BEN'SEL DÖNÜŞÜMLER
Ertelemek, rahat oy atmak boşluğa! Ne büyük lüksmüş insan yaşamında.. Vazgeçmenin esiri olmak bazen en iyi alışkanlıktır.. Olumsuz gibi görünen bir çok kelime aslına baktığımızda ilacımızdır. Nedense her seferinde kötüye yorup depresyonu meylederiz. Çıkmak için mücadele etmez kendi başına geçmesini bekleriz. Hep bir kurtarıcı ararız, kurtarıcı biz iken. Ulaşım yolunu bulur yine de gitmeye tenezzül etmeyiz. Ağzımızda hep bir kelime dolanır " YORULDUM ". Hiçbir şey yapmadan sadece oturarak yorulan insan topluluğu giderek artıyor. Zamanın sonsuz olacağına o kadar inanmışlar ki boşa tüketmekten geri durmuyorlar. Halbuki muallak olan her şey bir ürperti yaratmalıydı ama maalesef o kadar gereksiz uğraşlardan dolayı o uyarıyı bile sessize almışız.. İnsan çok farklı bir boyut, bilinir ama anlaşılmaz..
En son ne zaman " neden ve nasıl? " sorularıyla baş başa kaldın ? En son hangi merakının içine dalıp saatlerce kaldın ? En son hangi oyuncunun leşini sayıp saatlerce izlemekle kaldın ? Karmaşıktan basite bir uyarı döngüsü. Farklı olmak günümüzde kötü bir anlama geliyormuş gibi lanse ediliyor.

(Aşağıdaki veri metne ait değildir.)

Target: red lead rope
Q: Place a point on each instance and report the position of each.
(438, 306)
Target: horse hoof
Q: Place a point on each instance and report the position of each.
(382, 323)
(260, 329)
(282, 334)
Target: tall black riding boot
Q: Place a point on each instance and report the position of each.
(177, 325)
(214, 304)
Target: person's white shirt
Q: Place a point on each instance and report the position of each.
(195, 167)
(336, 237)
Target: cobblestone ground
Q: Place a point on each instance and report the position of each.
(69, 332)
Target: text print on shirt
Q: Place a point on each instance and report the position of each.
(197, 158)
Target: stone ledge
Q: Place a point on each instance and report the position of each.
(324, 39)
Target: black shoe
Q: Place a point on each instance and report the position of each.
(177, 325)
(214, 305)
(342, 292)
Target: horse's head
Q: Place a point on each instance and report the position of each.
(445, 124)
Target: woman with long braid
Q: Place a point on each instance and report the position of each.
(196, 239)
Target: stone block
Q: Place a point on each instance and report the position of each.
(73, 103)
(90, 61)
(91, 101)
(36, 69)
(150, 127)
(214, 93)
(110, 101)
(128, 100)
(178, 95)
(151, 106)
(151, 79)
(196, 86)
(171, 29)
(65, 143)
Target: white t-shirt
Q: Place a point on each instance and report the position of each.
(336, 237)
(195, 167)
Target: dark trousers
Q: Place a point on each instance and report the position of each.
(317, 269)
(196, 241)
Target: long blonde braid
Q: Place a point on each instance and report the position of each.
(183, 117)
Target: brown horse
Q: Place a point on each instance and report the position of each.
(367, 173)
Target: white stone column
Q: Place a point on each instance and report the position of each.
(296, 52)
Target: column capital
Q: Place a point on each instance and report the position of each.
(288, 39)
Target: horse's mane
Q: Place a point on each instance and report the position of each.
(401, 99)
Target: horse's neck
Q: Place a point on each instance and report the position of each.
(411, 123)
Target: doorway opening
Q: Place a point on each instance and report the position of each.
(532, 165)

O kadar düşünmekten egale olmuş vaziyetteyiz ki belki bir çoğumuz bu basit sorulara bile cevap veremeyeceğiz. Kendimizi zaman/kader nereye götürürse buhranına bırakıp ileride keşke kelimesine tabii olacağız. Bir kitapta görmüştüm bu kişi tanımına ve çok beğenmiştim " -Saydıcılar". Bir şey saydıklarından değil, kendi sözde imkansızlıklarını kadere yıkan, o olsaydı bu olsaydı şu olsaydı ben de yapardım gibi sözlerle kendini avutan insanlardan bahsediyorum. İtiraf etmeliyim ki bir zamanlar ben de öyleydim. Bunca yazdıklarım bir zaman yaşadıklarımdı. Ben de şikayetin o vicdanı rahatlatıcı girdabına kapılmıştım. Her şeyden şikayet eder, sağa sola sataşır onun babası zengin, onun halası memur, onun abisi torpilli vs. gibi yatmaya kılıf uydururdum. Sonra fark ettim ki, " Samet iyi güzelde bir şey değişmiyor ki ?" Hakikatte söylenenlerin nüfuzu kuşkusuz geçerli. Ama bu yapıcılıktan ziyade erteleyici bir karaktere dönüşüyor. Fark ettikten sonra o kadar pragmatist oluyor ki insan Oynanan oyundan dahi bir yararı var mı diye düşünmeye başlıyor... Saatlerce eline aldığın telefonun ön kamerasını aç bak ruhuna ( görebilirsen ) bir yönlendirme olmadan kendine kendinle ilgili bir soru sor. Daha sonra bu sorunun cevabının hayatındaki yerini sorgula.. Bazı temeller böyle atılır, süreklilikle şahlanır, gereksizleri atmakla doğru yol alır, yalanları sıfırlamakla, dürüst olmakla yıldızlanır..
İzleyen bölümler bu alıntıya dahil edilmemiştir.